Не обнаружив в её застывшем взгляде ни толики чувства, Ван Со ощутил, как внутри него растекается тоска. И всё же продолжал сопротивляться.
– Просто скажи Чжи Мону, какой ты хочешь титул! – не сдержавшись, прорычал он.
– Ваше Величество…
Хэ Су удручённо покачала головой. Весь её вид говорил: «Почему же вы не слышите меня? Мне это не нужно. Мне нужно иное».
Но Ван Со не желал ничего видеть и слышать.
– Ты же понимаешь, что не можешь уйти, поэтому послушай меня и перестань упрямиться!
Осознав, что уже просто кричит на Хэ Су, он умерил пыл, шагнул к ней ближе и взял её руки в свои.
– Давай не будем пререкаться, – мягко, успокаивающе проговорил он, заставляя себя улыбнуться. – Неужели ты уже позабыла, как долго мы были в разлуке? Не стоит ссориться и разрушать наше счастье из-за подобной мелочи.
Сказал – и понял, какую непоправимую ошибку только что совершил. То, что для него было мелочью, жизнь какой-то преступной служанки, для Хэ Су было равносильно катастрофе.
Су молча смотрела ему в глаза, но взгляд её красноречиво отвечал: «Нам больше нечего разрушать, Ваше Величество. Всё уже разрушено. Нечего беречь. Нечего спасать».
Она отняла руки и отвернулась от него.
Слабая улыбка Ван Со угасла. Острое болезненное чувство одиночества накрыло его, грозя утопить в окутавшей его тьме. Они с Хэ Су стояли друг напротив друга уже почти чужими людьми. И в этот самый момент она своими руками укладывала последний камень в стену, выросшую меж ними из обид и непонимания.
Ван Со бился в эту стену, но не мог её разрушить, как ни пытался: слишком крепка она была, слишком старательно Хэ Су подгоняла друг к другу цепкие камни. И можно было сколько угодно кровить об эти камни руки – ничего бы не изменилось.
Только он не верил. Отказывался верить.
Всё уже разрушено? Ложь!
Нечего беречь? Ложь!
Нечего спасать? Какая пустая ложь и упрямый самообман!
А как же то, что горит у него внутри, продираясь сквозь этот мрак навстречу Хэ Су?

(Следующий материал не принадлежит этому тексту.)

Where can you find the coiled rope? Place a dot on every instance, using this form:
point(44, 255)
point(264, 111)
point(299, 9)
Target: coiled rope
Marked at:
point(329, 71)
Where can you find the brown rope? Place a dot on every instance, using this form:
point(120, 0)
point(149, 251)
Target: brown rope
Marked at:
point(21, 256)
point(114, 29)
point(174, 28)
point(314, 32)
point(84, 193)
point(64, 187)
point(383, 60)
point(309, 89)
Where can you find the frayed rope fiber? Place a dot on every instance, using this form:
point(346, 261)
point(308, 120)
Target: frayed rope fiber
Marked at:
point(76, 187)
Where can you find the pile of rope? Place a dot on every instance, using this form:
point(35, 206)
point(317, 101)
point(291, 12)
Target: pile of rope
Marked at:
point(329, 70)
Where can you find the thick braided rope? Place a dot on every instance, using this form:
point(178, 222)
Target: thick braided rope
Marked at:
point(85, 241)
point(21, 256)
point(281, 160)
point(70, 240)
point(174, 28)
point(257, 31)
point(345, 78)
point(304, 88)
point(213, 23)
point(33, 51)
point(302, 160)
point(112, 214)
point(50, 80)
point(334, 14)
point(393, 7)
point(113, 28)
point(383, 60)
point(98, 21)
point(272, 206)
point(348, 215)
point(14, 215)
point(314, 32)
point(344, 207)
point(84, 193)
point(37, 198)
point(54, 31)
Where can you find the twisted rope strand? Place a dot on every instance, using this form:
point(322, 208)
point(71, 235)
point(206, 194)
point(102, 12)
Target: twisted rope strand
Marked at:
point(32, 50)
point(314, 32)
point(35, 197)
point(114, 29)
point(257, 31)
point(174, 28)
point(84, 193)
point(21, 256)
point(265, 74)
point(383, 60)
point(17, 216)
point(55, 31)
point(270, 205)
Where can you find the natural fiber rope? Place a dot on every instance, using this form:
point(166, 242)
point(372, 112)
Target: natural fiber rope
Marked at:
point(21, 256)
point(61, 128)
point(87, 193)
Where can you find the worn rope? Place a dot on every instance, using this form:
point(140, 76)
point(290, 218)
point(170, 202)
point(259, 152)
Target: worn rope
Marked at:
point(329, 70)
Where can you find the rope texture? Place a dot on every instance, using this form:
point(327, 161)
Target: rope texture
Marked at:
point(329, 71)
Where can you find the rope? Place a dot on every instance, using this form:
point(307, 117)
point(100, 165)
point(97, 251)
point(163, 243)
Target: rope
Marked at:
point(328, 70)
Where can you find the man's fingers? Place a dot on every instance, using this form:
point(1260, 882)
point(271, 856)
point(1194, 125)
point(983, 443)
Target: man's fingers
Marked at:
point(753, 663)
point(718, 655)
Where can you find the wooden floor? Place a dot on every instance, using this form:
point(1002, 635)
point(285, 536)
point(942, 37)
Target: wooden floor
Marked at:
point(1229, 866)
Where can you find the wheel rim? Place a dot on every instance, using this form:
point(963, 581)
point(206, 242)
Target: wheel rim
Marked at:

Как же то, что заставляет его рваться к ней и всякий раз падать в ледяной омут её глаз?
Неужели ничего не осталось?
Ложь!
Вот только, похоже, Хэ Су больше не верила ему. И что делать с этим, Ван Со просто не знал.
Скажи мне, Су, почему мы перестали слышать друг друга?
Что заставляло нас ранить друг друга словами и поступками снова и снова, в то время как сердца наши обливались кровью, а души тосковали по утраченной половине?
Я пытаюсь найти причину – и не нахожу. Пытаюсь понять, когда и в чём я ошибся, – и у меня нет ответа.
Неужели виной всему дворец? Власть? Трон?
Я думал, что, став императором, смогу сделать тебя свободной и счастливой и стать таким же рядом с тобой. И слишком поздно понял, как чудовищно ошибался.
С одной стороны, я мог всё, а с другой – ничего. Ничего! Зажатый в тиски жёстких рамок власти и законов, в толпе придворных и слуг, я чувствовал себя страшно одиноким и беспомощным. Передо мной лежал весь мир, и я полагал, что сумею изменить его, но на самом деле это он менял меня, заставлял жить так, как того требовали время и обстоятельства, а не так, как стремилось сердце.
Я видел, как в твоих глазах гаснет свет, как тебя покидает желание быть рядом со мной. Но я знал, я чувствовал, что ты любишь меня! И так отчаянно нуждался в тебе сам! Сильнее, чем прежде!